É em Assunção, no estádio Defensores del Chaco, que o Brasil encontrou mais problemas em situação normal. Foram duas derrotas e um empate. “A marcação deles [paraguaios] é forte, normalmente. Também pressionam e têm jogadores experientes”, disse Dunga.
Em junho de 2008, Dunga perdeu no estádio por 2 a 0, o que mandou o time para a quinta posição na tabela de classificação, o limite para tentar ir à Copa da África do Sul, em 2010, já que é a vaga que leva à repescagem -os quatro primeiros se garantem no Mundial.

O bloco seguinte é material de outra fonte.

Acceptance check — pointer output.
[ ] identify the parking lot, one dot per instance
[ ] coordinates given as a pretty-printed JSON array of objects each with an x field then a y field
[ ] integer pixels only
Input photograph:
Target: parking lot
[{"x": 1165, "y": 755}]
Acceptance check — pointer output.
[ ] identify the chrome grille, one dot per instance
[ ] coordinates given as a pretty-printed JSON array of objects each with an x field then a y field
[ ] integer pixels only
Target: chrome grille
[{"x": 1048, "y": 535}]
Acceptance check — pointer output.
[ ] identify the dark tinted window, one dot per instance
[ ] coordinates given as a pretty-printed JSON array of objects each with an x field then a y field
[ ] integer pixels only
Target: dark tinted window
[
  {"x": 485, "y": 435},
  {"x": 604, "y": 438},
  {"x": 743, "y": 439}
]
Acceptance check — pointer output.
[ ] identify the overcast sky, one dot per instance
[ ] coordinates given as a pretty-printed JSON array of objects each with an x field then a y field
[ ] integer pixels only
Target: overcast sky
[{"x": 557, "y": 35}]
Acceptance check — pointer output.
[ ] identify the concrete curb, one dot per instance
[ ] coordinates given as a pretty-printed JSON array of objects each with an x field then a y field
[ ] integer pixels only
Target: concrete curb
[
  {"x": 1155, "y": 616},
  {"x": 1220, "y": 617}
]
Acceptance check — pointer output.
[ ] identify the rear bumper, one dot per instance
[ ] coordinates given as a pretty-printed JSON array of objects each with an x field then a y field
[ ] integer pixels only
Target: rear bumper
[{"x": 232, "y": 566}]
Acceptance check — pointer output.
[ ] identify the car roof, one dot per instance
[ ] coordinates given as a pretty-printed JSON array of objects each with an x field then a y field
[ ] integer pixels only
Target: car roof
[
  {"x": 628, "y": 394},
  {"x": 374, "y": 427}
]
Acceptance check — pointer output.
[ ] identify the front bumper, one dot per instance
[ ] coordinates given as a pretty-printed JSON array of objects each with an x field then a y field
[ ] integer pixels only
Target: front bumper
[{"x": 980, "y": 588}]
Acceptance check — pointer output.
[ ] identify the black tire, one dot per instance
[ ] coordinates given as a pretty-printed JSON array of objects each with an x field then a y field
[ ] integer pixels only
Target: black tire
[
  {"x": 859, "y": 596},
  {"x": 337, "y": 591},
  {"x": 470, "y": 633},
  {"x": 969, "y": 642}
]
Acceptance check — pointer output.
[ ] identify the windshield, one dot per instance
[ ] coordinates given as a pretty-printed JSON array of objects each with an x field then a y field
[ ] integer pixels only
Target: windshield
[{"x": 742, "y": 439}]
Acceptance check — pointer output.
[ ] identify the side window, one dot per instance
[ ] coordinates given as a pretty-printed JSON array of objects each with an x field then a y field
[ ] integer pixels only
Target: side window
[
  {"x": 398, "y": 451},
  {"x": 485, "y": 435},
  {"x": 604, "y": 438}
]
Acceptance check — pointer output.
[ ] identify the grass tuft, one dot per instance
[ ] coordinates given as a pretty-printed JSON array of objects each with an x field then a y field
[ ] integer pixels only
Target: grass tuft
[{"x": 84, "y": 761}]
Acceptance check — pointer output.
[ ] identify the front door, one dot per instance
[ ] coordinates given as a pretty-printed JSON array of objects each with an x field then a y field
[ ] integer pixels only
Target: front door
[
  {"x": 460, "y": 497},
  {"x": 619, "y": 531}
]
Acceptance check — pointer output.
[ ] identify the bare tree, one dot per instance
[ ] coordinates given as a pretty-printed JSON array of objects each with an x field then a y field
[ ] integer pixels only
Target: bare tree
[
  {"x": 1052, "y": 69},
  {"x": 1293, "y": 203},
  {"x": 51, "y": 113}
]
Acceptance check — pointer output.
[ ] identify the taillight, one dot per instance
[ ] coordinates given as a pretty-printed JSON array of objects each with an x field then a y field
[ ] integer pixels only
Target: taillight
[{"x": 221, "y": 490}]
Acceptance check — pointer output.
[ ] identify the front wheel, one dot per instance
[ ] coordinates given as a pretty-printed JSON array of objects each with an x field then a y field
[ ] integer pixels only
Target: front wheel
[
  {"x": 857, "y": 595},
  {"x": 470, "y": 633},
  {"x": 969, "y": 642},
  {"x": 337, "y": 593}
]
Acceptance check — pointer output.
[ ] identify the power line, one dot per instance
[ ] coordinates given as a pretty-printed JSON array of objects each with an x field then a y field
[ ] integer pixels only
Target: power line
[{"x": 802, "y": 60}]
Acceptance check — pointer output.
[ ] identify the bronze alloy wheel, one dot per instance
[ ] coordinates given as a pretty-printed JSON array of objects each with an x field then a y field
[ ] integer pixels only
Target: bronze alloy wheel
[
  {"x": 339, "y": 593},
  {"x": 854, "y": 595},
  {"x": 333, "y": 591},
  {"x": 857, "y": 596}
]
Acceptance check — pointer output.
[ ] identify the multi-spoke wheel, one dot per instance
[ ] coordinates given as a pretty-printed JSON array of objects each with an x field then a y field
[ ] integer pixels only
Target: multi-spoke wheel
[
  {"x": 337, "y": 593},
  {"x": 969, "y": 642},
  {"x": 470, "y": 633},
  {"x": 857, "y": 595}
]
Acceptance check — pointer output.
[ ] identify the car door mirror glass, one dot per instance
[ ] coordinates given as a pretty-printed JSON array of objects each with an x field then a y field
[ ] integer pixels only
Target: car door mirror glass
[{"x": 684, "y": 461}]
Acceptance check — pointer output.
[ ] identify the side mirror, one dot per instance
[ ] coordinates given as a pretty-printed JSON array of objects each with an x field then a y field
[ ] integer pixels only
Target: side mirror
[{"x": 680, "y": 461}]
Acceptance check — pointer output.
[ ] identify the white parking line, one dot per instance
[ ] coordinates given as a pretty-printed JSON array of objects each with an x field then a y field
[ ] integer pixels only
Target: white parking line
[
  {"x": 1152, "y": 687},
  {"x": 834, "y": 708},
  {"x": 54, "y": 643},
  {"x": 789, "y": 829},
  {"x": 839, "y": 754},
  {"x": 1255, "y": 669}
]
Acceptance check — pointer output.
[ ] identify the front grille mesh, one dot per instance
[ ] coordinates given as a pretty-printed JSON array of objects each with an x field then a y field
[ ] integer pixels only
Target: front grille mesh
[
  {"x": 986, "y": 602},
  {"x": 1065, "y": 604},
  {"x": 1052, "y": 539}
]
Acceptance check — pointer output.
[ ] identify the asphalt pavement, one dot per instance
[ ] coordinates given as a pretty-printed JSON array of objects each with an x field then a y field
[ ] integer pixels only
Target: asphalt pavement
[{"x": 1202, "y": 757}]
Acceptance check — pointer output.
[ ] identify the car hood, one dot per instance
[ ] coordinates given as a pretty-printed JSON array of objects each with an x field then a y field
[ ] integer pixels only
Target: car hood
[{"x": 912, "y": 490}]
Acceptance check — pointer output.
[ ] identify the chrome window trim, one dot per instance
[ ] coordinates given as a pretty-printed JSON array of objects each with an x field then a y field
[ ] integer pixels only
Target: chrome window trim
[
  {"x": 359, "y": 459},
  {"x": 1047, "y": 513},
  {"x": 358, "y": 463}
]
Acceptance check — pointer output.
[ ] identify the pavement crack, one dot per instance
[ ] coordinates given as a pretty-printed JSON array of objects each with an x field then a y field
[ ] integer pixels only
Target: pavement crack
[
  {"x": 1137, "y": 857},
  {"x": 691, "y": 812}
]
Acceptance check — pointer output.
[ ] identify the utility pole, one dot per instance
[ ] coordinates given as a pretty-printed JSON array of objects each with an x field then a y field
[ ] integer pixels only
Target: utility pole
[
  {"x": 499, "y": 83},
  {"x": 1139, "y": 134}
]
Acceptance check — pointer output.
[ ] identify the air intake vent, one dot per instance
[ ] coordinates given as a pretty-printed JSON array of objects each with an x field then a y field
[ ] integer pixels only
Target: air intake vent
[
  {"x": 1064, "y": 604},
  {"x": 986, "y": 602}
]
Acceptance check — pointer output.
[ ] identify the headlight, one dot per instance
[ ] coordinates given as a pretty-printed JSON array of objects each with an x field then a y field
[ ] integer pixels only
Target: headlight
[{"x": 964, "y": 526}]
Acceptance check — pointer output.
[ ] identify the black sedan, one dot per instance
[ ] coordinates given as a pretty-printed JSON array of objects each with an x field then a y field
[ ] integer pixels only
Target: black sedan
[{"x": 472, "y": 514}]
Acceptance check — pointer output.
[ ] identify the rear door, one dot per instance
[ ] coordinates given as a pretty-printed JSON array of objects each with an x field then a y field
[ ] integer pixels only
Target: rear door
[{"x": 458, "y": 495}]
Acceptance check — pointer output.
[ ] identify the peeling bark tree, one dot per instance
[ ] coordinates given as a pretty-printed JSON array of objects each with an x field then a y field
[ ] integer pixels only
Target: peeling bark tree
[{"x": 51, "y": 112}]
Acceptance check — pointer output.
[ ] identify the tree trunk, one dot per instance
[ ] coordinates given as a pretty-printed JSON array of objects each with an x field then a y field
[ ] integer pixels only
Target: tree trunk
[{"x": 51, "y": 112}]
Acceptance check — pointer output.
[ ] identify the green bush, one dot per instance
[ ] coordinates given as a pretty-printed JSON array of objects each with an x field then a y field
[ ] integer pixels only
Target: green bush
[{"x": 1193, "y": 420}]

Foi o momento de crise de Dunga na seleção em sua primeira passagem.
O Defensores Del Chaco tem capacidade para pouco mais de 42 mil pessoas e foi inaugurado em 1917. Foi reformado, principalmente para a Copa América de 1999, mas haverá diferença.
Instalações antigas, vestiário apertado, e pressão da torcida são as características do estádio que pertence à Associação de Futebol do Paraguai.
O time precisa da vitória para não correr o risco de sair da zona de classificação para a Copa-2018 -antes do início da sexta rodada, que será toda disputada nesta terça, o Brasil está em terceiro, com 8 pontos, mas pode cair até para sétimo em caso de derrota e vitórias de Chile, Argentina e Colômbia.